Les doigts de Titàn enlacés aux miens, ses lèvres sur mes cheveux, je flotte dans un nuage de bien-être malgré la fatigue qui alourdit peu à peu mes paupières. Ce n'est toujours pas l'apesanteur synonyme d'une paix intérieure durablement retrouvée, mais c'est un sentiment dont j'ai bien l'intention de profiter avant qu'il ne s'évade par une de mes fissures que rien n'a encore pu suturer. Je me gorge de son odeur si familière, de sa chaleur qu'il partage sans rien demander en retour, de sa douceur qui me surprend encore. De cette proximité en laquelle je ne croyais plus il y a deux jours à peine.

Mais il est là et ça, c'est bien la preuve que tout peut arriver.

Que l'espoir peut naître dans les cendres d'un cœur immolé.

Le regard rivé aux lumières qui défilent derrière la vitre, mes pensées virevoltant dans une dérive agréable, je ne réalise qu'il y a un problème d'itinéraire que lorsque la pyramide du Louvre se dresse à quelques mètres de nous, sur ma droite. Elle est toujours aussi majestueuse, époustouflante de jour comme de nuit. Probablement un peu plus de nuit, d'ailleurs. Mais à cet instant, le monument de verre et d'acier signifie surtout que depuis près de cinq minutes qu'il nous a pris en charge, le taxi n'a fait que tourner-virer dans le 1er arrondissement. On ne doit pas être à plus de cinq cents mètres du quai où est amarré Le Saint Honoré...

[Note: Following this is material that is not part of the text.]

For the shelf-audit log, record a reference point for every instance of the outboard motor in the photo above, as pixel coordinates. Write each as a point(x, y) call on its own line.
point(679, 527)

Tournée vers la rue, je tique sur ce trajet plus long que nécessaire puis me repositionne dans mon siège pour m'adresser au chauffeur, concentré sur la circulation. Titàn s'est chargé de tout, y compris de la réservation du taxi. Si mon ténébreux n'a pas l'air à une dizaine d'euros près, moi, j'aimerais éviter qu'on nous balade – au sens littéral et figuré –, pour allonger le prix de la course, l'air de rien.

Sorry, mais la petite assistante véto ne sait pas roucouler...

— J'ai rendez-vous avec mon lit, alors si vous pouviez m'y conduire sans plus faire de détours inutiles, ce serait très apprécié.

Dans son rétroviseur intérieur, l'homme aux yeux d'un bleu presque translucide me fixe, surpris que je ne m'adresse pas à lui en anglais, comme lorsque Titàn et moi l'avons salué tout à l'heure.

— Oh, vous êtes française ! s'étonne-t-il avec son fort accent scandinave.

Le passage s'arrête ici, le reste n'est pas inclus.